Harrell liked the utility of weather radios, the geographically specific updates from the National Weather Service.

But the constant computer-voice chatter about all kinds of relatively insignificant weather events quickly became white noise.

“When we did focus groups, people told us, ‘Oh, I have a weather radio. It’s unplugged right now because it’s annoying,’ ” Harrell recalled.

She wanted to be able to filter out everything but a tornado warning, a “TOR” in National Weather Service parlance, in the chosen locale and have that one event trigger an alarm the user would hear every time, without fail.

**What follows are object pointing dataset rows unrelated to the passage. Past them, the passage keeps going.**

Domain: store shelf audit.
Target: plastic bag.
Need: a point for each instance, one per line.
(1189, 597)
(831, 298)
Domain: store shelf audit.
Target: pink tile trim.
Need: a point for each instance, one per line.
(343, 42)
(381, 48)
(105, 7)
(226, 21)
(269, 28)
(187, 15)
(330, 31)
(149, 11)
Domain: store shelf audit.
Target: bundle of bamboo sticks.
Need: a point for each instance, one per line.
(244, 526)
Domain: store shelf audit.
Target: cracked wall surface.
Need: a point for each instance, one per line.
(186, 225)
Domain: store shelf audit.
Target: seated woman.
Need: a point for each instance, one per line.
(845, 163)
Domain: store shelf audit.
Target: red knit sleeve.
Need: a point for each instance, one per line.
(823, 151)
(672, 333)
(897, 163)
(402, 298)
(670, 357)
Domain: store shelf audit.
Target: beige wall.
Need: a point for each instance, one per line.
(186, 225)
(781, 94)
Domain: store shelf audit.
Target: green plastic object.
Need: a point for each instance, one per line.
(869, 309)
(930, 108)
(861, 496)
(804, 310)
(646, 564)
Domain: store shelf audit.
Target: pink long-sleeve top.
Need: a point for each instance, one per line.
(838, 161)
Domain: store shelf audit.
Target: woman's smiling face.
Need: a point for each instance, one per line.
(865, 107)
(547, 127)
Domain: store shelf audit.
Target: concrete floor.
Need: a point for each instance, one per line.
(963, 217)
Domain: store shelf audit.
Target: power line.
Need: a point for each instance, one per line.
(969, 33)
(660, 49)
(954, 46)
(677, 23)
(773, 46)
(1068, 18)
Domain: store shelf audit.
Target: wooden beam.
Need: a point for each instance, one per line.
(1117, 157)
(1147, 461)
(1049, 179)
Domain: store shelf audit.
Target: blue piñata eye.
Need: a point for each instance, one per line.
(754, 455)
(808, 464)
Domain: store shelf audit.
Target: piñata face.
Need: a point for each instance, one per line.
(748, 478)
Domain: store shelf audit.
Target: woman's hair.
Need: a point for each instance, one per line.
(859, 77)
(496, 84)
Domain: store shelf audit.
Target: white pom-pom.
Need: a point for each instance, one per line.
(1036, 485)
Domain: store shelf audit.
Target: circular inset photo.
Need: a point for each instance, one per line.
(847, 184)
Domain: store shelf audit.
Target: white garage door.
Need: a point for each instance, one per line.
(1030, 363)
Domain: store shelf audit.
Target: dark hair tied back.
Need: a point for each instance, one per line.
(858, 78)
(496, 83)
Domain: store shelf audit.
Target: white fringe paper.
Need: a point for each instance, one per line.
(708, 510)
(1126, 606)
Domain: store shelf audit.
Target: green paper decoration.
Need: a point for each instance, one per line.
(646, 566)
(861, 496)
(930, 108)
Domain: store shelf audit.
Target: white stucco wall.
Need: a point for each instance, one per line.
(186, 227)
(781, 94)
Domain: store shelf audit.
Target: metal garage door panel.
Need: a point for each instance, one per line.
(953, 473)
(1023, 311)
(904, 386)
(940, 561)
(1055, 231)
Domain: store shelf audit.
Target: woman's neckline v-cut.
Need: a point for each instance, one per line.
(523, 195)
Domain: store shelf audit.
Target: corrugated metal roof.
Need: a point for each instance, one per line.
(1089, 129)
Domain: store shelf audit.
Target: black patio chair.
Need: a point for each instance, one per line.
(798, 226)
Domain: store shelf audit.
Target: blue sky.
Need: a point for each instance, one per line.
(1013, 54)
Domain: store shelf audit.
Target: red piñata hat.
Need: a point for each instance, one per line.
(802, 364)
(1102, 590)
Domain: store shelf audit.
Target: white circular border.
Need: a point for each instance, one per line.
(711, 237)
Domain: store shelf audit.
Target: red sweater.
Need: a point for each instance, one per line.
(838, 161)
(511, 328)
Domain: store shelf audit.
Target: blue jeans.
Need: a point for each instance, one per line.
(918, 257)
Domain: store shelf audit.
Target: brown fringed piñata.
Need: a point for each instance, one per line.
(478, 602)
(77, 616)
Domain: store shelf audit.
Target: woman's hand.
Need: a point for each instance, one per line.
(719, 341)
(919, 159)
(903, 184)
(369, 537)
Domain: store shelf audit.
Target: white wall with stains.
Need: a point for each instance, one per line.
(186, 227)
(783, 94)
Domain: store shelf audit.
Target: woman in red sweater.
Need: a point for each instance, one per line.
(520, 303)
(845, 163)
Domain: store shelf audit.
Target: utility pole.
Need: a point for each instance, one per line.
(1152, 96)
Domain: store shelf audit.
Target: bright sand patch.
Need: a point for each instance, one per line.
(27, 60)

Working with a small father-and-son electronics firm in Georgia, she developed a prototype, complete with circuit boards, transistors and a rudimentary user interface, and took it to the 2007 Invention and New Product Exposition in Pittsburgh.

There, Harrell won the right to display her device at the Electronic Retailing Association show in Las Vegas, and she was off and running.

She signed a contract with Rapha Products Group, a Georgia company that specializes in taking inventions and making them viable products, Harrell said.

Everything went well for a time.

Harrell said Home Depot agreed to buy the units when they were ready, and her vendor sent the specifications to a manufacturer in China.

Harrell even visited the plant a few hours outside of Shanghai.

But when Harrell saw what came back from China, she was floored. Not only did it not work, she said, but when she sought an independent appraisal of the build, “it was deemed poor quality, poorly manufactured, a fire hazard,” among other issues.

“I was so devastated by it that I ceased working with them and canceled our agreement,” she said.

Requests for comment sent to three email addresses on Rapha’s website bounced back.

Home Depot did not respond to a phone message seeking comment last week.

When the dust settled, Harrell said she had lost $100,000.

“So after that experience, I guess you could say I was a little gun shy and took a step back from it,” she said.

But Harrell received a utility patent for a “single-event alert” device on May 15, and now she is “gearing it back up again.”

She has a fan page on Facebook and is trying to recruit potential investors.

In the meantime, Harrell keeps her latest version of the device on at all times and hopes that someday it’ll become indispensable for any home, just as a smoke detector is today.

She said the price would be about $50, but more than doing well with her invention, Harrell says, she wants to do good.

“I want somebody to tell me it helped save their life,” she said.